April, 30 2015, 04:30pm EDT
160,000 Americans Call on Nancy Pelosi to Publicly Oppose Fast Tracking Secret Trade Deal
More than 160,000 Americans signed petitions urging House Democratic Leader Nancy Pelosi to speak out publicly against controversial Fast Track legislation that would railroad through a secretive trade deal known as the Trans-Pacific Partnership (TPP). The petitions were delivered to Representative Pelosi's San Francisco office today by CREDO Action, Daily Kos, Electronic Frontier Foundation, Food & Water Watch, and SumOfUs.
WASHINGTON
More than 160,000 Americans signed petitions urging House Democratic Leader Nancy Pelosi to speak out publicly against controversial Fast Track legislation that would railroad through a secretive trade deal known as the Trans-Pacific Partnership (TPP). The petitions were delivered to Representative Pelosi's San Francisco office today by CREDO Action, Daily Kos, Electronic Frontier Foundation, Food & Water Watch, and SumOfUs.
The TPP incentivizes offshoring jobs, and income inequality would worsen with downward pressure on wages. Only 5 of the TPP's 29 chapters are focused on traditional trade issues. The TPP also undermines Internet freedom, environmental and health protections, food safety and Wall Street reforms.
California has already lost more than 432,000 manufacturing jobs since the 1994 NAFTA and the World Trade Organization agreements took effect, and nearly five million manufacturing jobs have been lost nationwide.
"In 2014, Leader Pelosi said no to fast track for the TPP and now she has a chance to be a hero again," said Murshed Zaheed, Deputy Political Director at CREDO Action, continuing "if Leader Pelosi uses her power and influence to lead Democrats in the House to stop Fast Track, that will mean the end for the TPP."
"As a website for progressive activists, Daily Kos strongly supports open and transparent government, say Paul Hogarth, Campaign Director at Daily Kos. "The TPP is a secret trade agreement that rich corporations can read, but the rest of us can't--and it will endanger American jobs and the environment. That's why we are so opposed to fast-track legislation, and urge all House Democrats to oppose it."
The Obama Administration has refused to make the contents of the Trans-Pacific Partnership public until the negotiations with other countries are finished and the text is locked. Members of Congress who are allowed to read it, and are very concerned with its contents, are banned from disclosing the details.

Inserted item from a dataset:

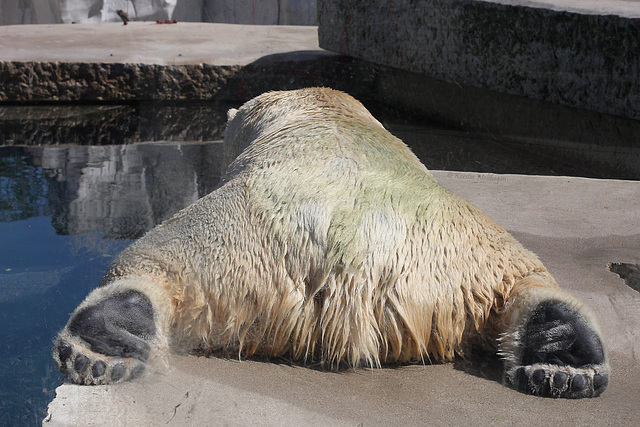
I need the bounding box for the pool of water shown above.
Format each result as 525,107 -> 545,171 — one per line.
0,105 -> 640,425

A chapter of the draft TPP recently leaked by the Wikileaks and The New York Times revealed multinational corporations operating here would be empowered to bypass the courts to use special tribunals to demand compensation from the U.S. government for alleged lost future profits due to domestic laws that serve important functions, such as protecting the environment and safeguarding our health.
"By supporting Fast Track, Congress will all but guarantee the adoption of the corporate-driven TPP and Fast Track (TTIP), treaties that drive a race to the bottom for public health, the environment and labor standards, and enable corporations like Big Tobacco to sue governments for passing life-saving policies, says John Stewart, Deputy Campaign Director, Corporate Accountability International. "That's why hundreds of our members called Leader Pelosi to encourage her to be a true leader by opposing Fast Track and the TPP."
"Tens of thousands of SumOfUs members across America have signed petitions opposing Fast Track -- including thousands of Leader Pelosi's constituents," said SumOfUs Executive Director, Taren Stinebrickner-Kauffman. "Our members have made phone calls, sent emails, and showed up at Congressional offices to oppose this corporate power grab. Today we're asking Leader Pelosi to stand with working class Americans and her constituents and oppose this bill."
"The Electronic Frontier Foundation has long been opposed to secret trade deals like the TPP, which include restrictive digital regulations that threaten the free, open Internet and users' rights to free expression, privacy, and innovation online," said Maira Sutton, Global Policy Analyst at EFF. "The Fast Track bill would legitimize these back-room deals to stifle the Internet. As representative of a district that is so technologically driven, we call on Rep. Pelosi to recognize how the TPP would undermine rules that protect users and innovators, and urge her to oppose Fast Track."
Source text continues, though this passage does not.